METHODOLOGICAL NOTE
Traditional approaches can create difficulties when one is attempting to accurately sample congressional districts. A dual frame alternative can be an effective solution.
Creating representative telephone samples for congressional districts (CDs) can be extremely problematic.CDs are fashioned as part of a political process and their geographic boundaries are determined based on total population with little or no regard to existing geographic definitions such as ZIP Codes or counties. The resulting geographic definitions are non-standard in nature and do not follow nice neat geographic boundaries. This can cause those rather bizarre shapes drawn on maps known as gerrymanders. Further complicating the issue is that most respondents won't be able to identify which CD they are in. This makes it nearly impossible to use them as a source of information accurate enough for sampling purposes.
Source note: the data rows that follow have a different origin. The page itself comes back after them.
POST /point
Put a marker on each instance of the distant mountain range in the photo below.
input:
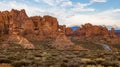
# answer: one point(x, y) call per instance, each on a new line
point(75, 27)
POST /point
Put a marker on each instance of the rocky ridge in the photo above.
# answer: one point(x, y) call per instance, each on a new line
point(16, 26)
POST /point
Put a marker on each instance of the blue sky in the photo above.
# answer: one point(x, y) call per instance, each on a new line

This Methodological Note will review the problems associated with previous CD sampling methods, and then detail current approaches that provide solutions to these problems. The net result is a sample frame that provides accurate geographic respresentation of the CD, requires little if any reliance on the respondent for screening purposes, and is cost effective in the data collection phase of the project.
History of CD Sampling
In the past, commercial approaches to sampling CDs have utilized approximations rather than exact area definitions. This resulted in poor coverage of the CD or, even worse, erroneous coverage of neighboring CDs. Further complicating the issue, biases were also introduced based on the type of sample utilized: random digit dial (RDD) or listed sample frames.
RDD Approach. Sampling CDs using RDD telephone sampling involves approximations of actual CD geographic boundaries. Typically, ZIP Codes (usually only those that serve the CD exclusively) are used as a first approximation. This results in the elimination of an unknown proportion of the voting age population and the likely inclusion of households that are geographically located in a neighboring district. As far as we are aware, the commercially available CD samples do not provide estimates of either over or under coverafe. Consequently, no reliable assessments of the potential biases are available.
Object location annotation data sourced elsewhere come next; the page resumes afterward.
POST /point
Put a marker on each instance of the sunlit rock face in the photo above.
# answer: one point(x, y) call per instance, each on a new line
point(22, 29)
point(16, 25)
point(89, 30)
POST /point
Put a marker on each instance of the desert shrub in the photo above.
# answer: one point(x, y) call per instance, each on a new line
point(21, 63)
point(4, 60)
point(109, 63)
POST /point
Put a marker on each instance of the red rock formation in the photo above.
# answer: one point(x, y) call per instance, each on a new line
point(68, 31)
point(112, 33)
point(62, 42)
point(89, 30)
The RDD approach's major advantage is its ability to include unlisted and unpublished household numbers in the sampling frame.
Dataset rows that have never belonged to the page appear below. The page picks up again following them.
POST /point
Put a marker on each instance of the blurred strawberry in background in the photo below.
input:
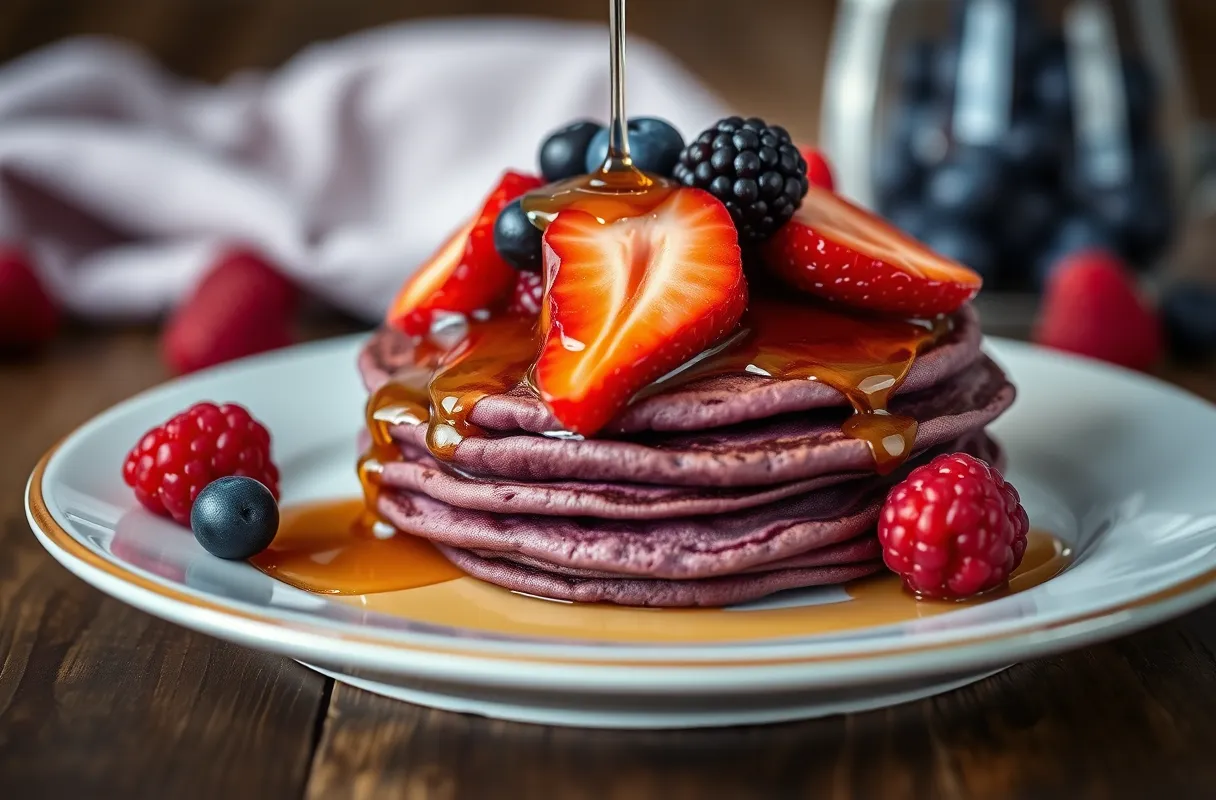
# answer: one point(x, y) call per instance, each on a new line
point(28, 316)
point(242, 305)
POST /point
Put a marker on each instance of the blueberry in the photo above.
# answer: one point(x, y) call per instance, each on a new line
point(235, 518)
point(919, 133)
point(1140, 213)
point(966, 246)
point(1141, 218)
point(1034, 146)
point(916, 68)
point(1188, 310)
point(896, 176)
point(968, 185)
point(564, 152)
point(1026, 219)
point(653, 144)
point(516, 238)
point(945, 71)
point(1051, 86)
point(1074, 234)
point(1141, 95)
Listed Household Approach. The listed household approach provides the ability to select samples that provide almost 100% congruence with CD boundaries. Most major database suppliers designate households at the Census Tract/Block Group (CT/BG) level which maps almost exactly to CD boundaries.
The major problem with using the listed household frame is the elimination of unlisted and unpublished numbers from the frame. In some areas, this can mean that 50% or more of the voting age population would be excluded from the sample frame.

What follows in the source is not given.